Le monde ARN : Dans un premier temps, il y a formation d'ARN à partir de ribose et de bases nucléiques. L'ARN catalyse sa propre réplication, puis favorise la synthèse de protéines. Les protéines prennent alors le relais en catalysant la réplication de l'ARN, leur propre réplication et la transformation de l'ARN en ADN (stockage de l'information). L'ADN prend enfin le dessus et l'information passe de l'ADN à l'ARN dans le mécanisme de transcription, puis de l'ARN aux protéines dans le mécanisme de traduction. Les protéines catalysent alors presque tout, réplication de l'ADN, transcription et traduction (Crédit photo : droits réservés).

Les éclairs, source d'acide cyanhydrique sur la terre primitive ?
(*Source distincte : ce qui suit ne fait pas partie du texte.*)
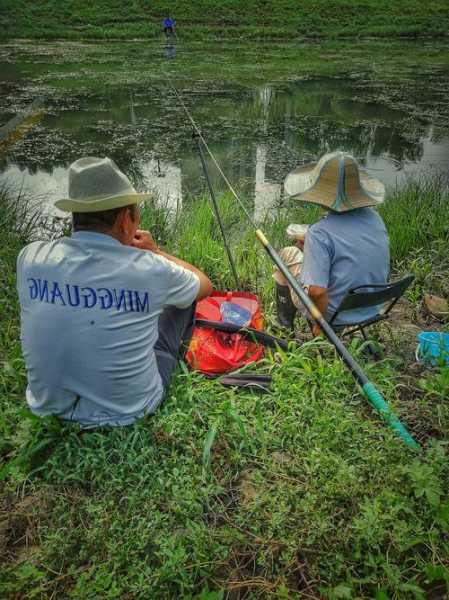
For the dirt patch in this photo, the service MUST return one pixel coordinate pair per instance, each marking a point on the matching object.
(18, 523)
Les molécules de base que tout chimiste prébiotique doit avoir dans sa boite à outils sont l'acide cyanhydrique (qui est paradoxalement un poison très violent pour de nombreux organismes vivants) et le formaldéhyde (c'est à dire le formol, qui sert à conserver les spécimens dans les musées). L'acide cyanhydrique se forme grâce à la dissociation de l'azote moléculaire présent dans l'atmosphère (N2). Les rayons ultraviolets peuvent réaliser cette réaction, à condition cependant d'être suffisamment énergétiques (longueur d'onde inférieure à 100 nm), ce qui exclut toute réaction dans les couches les plus basses de l'atmosphère, ou les ultraviolets les plus énergétiques sont absorbés. La voie préférentielle pour synthétiser l'acide cyanhydrique à partir de l'azote semble être les éclairs, qui libèrent une énergie considérable sur leurs parcours, propre à casser de nombreuses molécules. Une fois la molécule d'azote brisée, un atome d'azote peut réagir avec une molécule de méthane (CH4) pour donner de l'acide cyanhydrique et de l'hydrogène. Quant au formaldéhyde, il peut se former par réaction d'une molécule d'eau sur une molécule de méthane (Crédit photo : droits réservés).

Une molécule de ribose

Les chimistes savent aujourd'hui synthétiser certaines briques du vivant dans des conditions relativement similaires à celles régnants sur la Terre primitive. La fabrication des acides aminés, ainsi que leur assemblage en protéines est relativement maîtrisée. Il en va de même pour la formation de vésicules possédant des propriétés similaires à celles des véritables membranes cellulaires et la synthèse des bases puriques. Les molécules les plus délicates à synthétiser sont les sucres (désoxyribose et surtout ribose) qui rentrent dans la composition des nucléotides, et les bases pyrimidiques (Crédit photo : droits réservés).